Iliana Colocho
El Diario de Hoy
vida@ elsalvador.com
Una vez
cesárea... siempre cesárea, así pensaba Ángela
Mejía después de tener a su primer hijo por este método
a sus 32 años de edad.
Ese fue el temor que tuve cuando salí embarazada por segunda
vez. No creí que pudiera tener un parto normal, comentó
la madre ya con cuatro niños.
Los expertos afirman que las mujeres que intentan dar a luz de forma natural
después de haber pasado por el bisturí, afrontan y
sus bebés también ciertos riesgos de salud. Éstos,
sin embargo, no las inhibe de la experiencia de un parto vaginal.
Lo único que demandan es un análisis exhaustivo por parte
del obstetra, para determinar el tipo de cesárea efectuada, el
diagnóstico que motivó a abocarse a esa método y
la evolución posoperatoria.
Así, el alumbramiento vaginal después de una cesárea
tiene un éxito superior al 70 por ciento. Bajo ciertas condiciones,
es considerado seguro, y con una baja probabilidad de complicaciones.
Incluso, los especialistas prefieren que sus pacientes tengan muy en cuenta
esta opción, ya que es una manera más segura de intervención.

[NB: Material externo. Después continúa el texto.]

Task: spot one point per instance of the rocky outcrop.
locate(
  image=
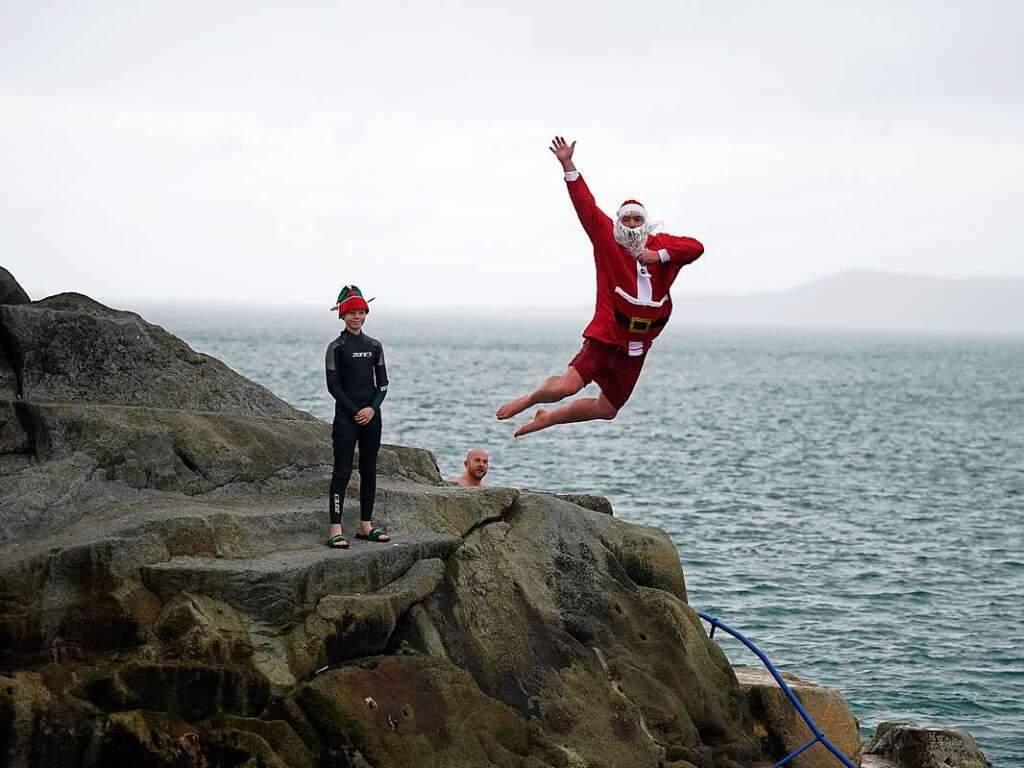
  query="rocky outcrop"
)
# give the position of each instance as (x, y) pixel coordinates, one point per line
(166, 597)
(779, 728)
(10, 291)
(907, 744)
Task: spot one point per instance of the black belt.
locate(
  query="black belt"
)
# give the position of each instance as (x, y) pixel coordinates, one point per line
(639, 325)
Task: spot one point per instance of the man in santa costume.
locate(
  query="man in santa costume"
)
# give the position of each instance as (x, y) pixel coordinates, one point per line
(635, 270)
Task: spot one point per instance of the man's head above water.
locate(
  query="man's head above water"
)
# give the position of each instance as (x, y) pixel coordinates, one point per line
(476, 463)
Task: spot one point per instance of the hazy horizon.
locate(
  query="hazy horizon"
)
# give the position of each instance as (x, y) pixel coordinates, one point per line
(271, 154)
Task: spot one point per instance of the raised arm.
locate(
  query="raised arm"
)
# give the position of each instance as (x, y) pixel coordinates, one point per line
(592, 218)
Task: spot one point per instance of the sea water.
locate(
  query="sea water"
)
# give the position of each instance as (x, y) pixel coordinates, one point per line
(851, 502)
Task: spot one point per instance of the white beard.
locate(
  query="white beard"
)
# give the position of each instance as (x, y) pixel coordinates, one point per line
(634, 240)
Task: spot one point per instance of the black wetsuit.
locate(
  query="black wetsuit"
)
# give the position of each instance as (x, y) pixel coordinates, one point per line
(356, 378)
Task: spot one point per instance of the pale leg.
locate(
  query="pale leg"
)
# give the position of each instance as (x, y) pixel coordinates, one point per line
(552, 390)
(586, 409)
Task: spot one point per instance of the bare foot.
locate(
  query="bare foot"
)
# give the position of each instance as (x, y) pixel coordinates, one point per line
(512, 408)
(539, 422)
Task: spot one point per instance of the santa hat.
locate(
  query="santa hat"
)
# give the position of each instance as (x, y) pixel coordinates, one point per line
(349, 299)
(631, 206)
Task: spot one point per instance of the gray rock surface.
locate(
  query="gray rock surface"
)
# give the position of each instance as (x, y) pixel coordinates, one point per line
(779, 727)
(10, 290)
(167, 598)
(910, 745)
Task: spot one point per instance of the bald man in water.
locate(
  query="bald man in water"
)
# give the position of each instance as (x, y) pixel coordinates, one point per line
(477, 462)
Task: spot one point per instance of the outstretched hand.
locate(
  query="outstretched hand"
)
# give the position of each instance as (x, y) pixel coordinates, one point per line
(563, 152)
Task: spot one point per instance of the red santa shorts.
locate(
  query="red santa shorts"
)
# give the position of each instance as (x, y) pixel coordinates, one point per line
(613, 371)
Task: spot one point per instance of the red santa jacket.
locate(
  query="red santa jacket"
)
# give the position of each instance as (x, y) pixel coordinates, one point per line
(633, 304)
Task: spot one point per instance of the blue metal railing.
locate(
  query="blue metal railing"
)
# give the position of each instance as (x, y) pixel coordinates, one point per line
(819, 737)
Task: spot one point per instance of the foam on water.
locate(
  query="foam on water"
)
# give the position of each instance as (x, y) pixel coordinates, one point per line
(853, 503)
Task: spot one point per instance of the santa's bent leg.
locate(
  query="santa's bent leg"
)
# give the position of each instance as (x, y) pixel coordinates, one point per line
(552, 390)
(586, 409)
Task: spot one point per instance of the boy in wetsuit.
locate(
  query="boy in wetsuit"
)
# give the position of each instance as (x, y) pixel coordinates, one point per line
(357, 381)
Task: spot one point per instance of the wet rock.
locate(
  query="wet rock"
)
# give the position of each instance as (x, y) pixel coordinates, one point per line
(911, 745)
(10, 291)
(189, 689)
(614, 670)
(148, 738)
(199, 627)
(239, 741)
(779, 727)
(410, 712)
(38, 728)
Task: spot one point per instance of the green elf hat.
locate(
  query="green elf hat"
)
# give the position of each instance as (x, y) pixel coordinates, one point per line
(350, 298)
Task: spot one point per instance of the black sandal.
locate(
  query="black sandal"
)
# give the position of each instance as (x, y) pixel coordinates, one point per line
(374, 535)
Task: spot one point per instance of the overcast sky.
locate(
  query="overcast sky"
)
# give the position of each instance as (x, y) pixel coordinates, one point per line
(253, 152)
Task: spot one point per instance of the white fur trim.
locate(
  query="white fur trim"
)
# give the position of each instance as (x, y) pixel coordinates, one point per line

No es necesaria cirugía abdominal, la estadía en el hospital
es más breve, existe menor riesgo de infección y la recuperación
es más rápida.
De acuerdo con la información del Ministerio de Salud, para 2004
los partos por cesárea fueron menores en consideración a
los normales. De los primeros se registraron 14,065 casos, y de los segundos
39,733 a nivel nacional.
No obstante, el tener a un niño sin la ayuda de una incisión
resulta imposible si la madre presenta las mismas condiciones que llevaron
al médico a descartar la técnica convencional, o bien, en
el caso de que la cicatriz del útero no sea lo bastante fuerte
como para soportar, sin problema alguno, las contracciones.
La doctora Dalila Cerón de Aguilar explica que el principal riesgo
al someter a trabajo de parto a una paciente con antecedente de una cesárea
es la rotura uterina. Las probabilidades que ocurra este tipo de incidente
se encuentra entre el 0.5 y el uno por ciento.
¿Me
conviene?
Bella Francia, de 24 años, está cercana a tener a su segundo
bebé. El mayor nació gracias a un corte que le hicieron
es su abdomen. Con el próximo repetirá la historia. No
me agrada la idea de sentir los dolores de parto. Mi doctora asegura que
no cumplo con todos los requisitos, ya el bebé es muy grande,
comenta.
Al decidir si se puede ser reincidente, se debe evaluar el tipo de incisión
que realizaron los médicos en el útero la primera vez. En
ese tipo de nacimientos, se efectúa un corte en el estómago
y otro en el útero. Ambos dejan una cicatriz, y dependiendo de
cómo se haga, se corre el riesgo de que ésta se abra durante
el siguiente alumbramiento.
Hay tres tipos de incisiones: baja transversal, baja vertical y la alta
vertical o clásica.
Las madres que poseen ésta última, corren un riesgo mayor
de ruptura. La misma suerte tendrían aquellas que han dado a luz
más de una vez por cesárea. Aunque esto no ocurre con frecuencia,
un desprendimiento del útero puede ser dañino.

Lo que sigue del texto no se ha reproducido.